O momento certo para plantar tomates deitados
Em terreno aberto, o período ideal situa-se, de forma geral, entre meados de abril e meados de maio, dependendo da região. O fator decisivo são as temperaturas noturnas: devem manter-se sem geada de forma estável, para que os caules recém-colocados na terra não sejam prejudicados pelo frio.
| Região | Período de plantio recomendado |
|---|---|
| Zonas vinícolas de clima ameno, áreas baixas | a partir de meados de abril |
| Zonas intermédias, hortas urbanas clássicas | fim de abril até início de maio |
| Regiões frias, zonas de altitude | a partir de meados de maio, depois dos Santos do Gelo |
Quem começa cedo e faz a pré-cultura das tomateiras em casa ou na estufa deve esperar para as transplantar para o exterior até as noites se manterem estáveis e suaves. Se as plantas forem colocadas deitadas demasiado cedo e apanharem frio, as raízes novas desenvolvem-se com lentidão e a tomateira entra na época já enfraquecida.

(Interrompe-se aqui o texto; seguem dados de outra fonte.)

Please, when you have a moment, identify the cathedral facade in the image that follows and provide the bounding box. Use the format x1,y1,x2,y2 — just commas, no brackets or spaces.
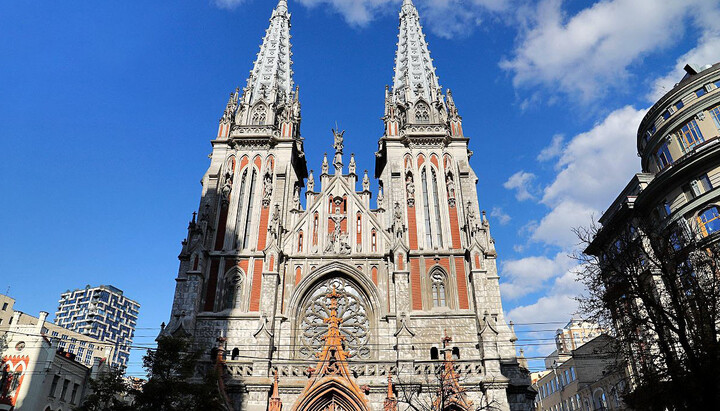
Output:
163,0,533,411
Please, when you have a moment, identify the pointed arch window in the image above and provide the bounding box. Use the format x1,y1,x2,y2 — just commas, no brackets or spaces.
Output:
430,271,447,307
252,104,267,126
235,169,247,247
421,168,433,249
431,169,442,248
242,170,257,249
415,102,430,124
313,211,320,245
223,271,243,310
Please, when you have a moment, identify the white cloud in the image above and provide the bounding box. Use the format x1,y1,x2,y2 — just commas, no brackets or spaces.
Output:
537,134,565,161
500,0,717,102
500,252,574,300
648,35,720,103
506,294,578,326
490,207,512,225
503,171,536,201
542,106,646,210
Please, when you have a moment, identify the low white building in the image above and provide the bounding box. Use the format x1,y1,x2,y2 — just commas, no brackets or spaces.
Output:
0,312,112,411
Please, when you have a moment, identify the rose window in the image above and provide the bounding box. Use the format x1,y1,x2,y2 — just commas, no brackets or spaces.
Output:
298,278,370,358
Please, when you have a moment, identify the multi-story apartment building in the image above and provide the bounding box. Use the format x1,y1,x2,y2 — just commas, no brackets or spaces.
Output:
585,63,720,409
545,318,602,369
533,334,628,411
0,311,112,411
55,285,140,367
0,294,15,335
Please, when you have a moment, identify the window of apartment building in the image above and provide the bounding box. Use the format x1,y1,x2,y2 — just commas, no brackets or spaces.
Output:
697,206,720,237
697,174,713,193
60,380,70,401
710,106,720,130
680,120,705,150
49,375,60,398
70,384,80,404
655,144,673,170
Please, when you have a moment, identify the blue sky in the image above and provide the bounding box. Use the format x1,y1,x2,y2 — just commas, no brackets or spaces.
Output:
0,0,720,374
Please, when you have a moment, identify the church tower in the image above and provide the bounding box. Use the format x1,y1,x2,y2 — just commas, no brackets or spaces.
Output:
162,0,532,411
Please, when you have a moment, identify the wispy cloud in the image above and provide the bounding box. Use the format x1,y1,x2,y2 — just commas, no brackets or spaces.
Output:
500,0,718,102
503,171,537,201
490,207,512,225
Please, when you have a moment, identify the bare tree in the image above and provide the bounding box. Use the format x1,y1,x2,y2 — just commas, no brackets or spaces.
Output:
395,337,499,411
577,216,720,410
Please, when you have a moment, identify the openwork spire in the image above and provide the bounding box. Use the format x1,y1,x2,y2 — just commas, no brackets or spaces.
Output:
393,0,441,103
245,0,293,105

Espaçamento, manutenção e água após o plantio
Para que o novo sistema radicular se desenvolva plenamente, as tomateiras precisam de espaço. Um intervalo de 50–70 cm entre plantas é sensato, consoante a variedade e o vigor de crescimento. Assim há ar suficiente, a chuva seca as folhas mais depressa e as doenças fúngicas encontram mais obstáculos.
Uma cobertura morta de palha, relva cortada ou madeira triturada protege o solo da secura e dos picos de calor. Ao mesmo tempo, as raízes superficiais mantêm-se frescas e ativas. Quem faz mulching precisa de regar com menor frequência, mas pode fazê-lo de forma mais generosa.
Na adubação, em regra, bastam nutrientes orgânicos no arranque - por exemplo, composto ou um adubo orgânico de libertação lenta moderado. Mais tarde no verão, se necessário, pode complementar-se com um adubo líquido para tomate, sobretudo quando as plantas carregam muitos frutos e as folhas começam a clarear.
O que ter em conta nas primeiras semanas após o plantio
A fase decisiva são as duas primeiras semanas. É nesse período que a tomateira cria a sua nova rede de raízes ao longo do caule enterrado. Nessa altura, rega com regularidade, mas sem provocar encharcamento. A terra deve ficar uniformemente húmida, não ensopada.
Um tutor firme ou um espiral para tomate é obrigatório. A planta não deve ser sacudida pelo vento enquanto as raízes novas estão a fixar-se. Basta uma amarração solta com fitas de jardinagem ou fita macia.
Se a parte superior mal se endireitar ao fim de dez a catorze dias, é frequente haver algo de errado com a água ou com as condições do solo. Vale a pena verificar: a terra está dura e seca? Há água acumulada à volta da planta? O tutor estará solto e a tomateira a abanar constantemente?
Porque é que este truque também faz sentido para iniciantes
A técnica de plantar deitado parece estranha à primeira vista, mas encaixa muito bem num estilo de jardinagem descontraído e prático. Quem não quer andar todos os dias com o regador pelo jardim ganha assim uma margem de segurança útil contra ondas de calor.
Ao mesmo tempo, o método ajuda a atenuar erros típicos de principiantes: plantas com raízes fortes suportam melhor intervalos de rega irregulares, ora com demasiada água, ora com pouca. E quem tiver de deixar as tomateiras ao cuidado de vizinhos durante as férias pode ficar mais descansado.
Para quem vive na cidade e trabalha com canteiros elevados, vasos na varanda ou hortas comunitárias, esta técnica oferece uma forma simples de criar plantas resistentes em espaço reduzido. Em conjunto com a escolha adequada da variedade - por exemplo, tomateiras de vara ou arbustivas de porte baixo - é possível obter colheitas surpreendentemente abundantes mesmo em áreas pequenas.
Quem tiver dúvidas pode fazer um teste comparativo: algumas plantas colocadas na vertical como habitualmente e outras com o caule deitado. O mais tardar no pico do verão, costuma ficar bem claro qual dos grupos resistiu melhor ao calor - e quem foi recompensado com menos trabalho de rega.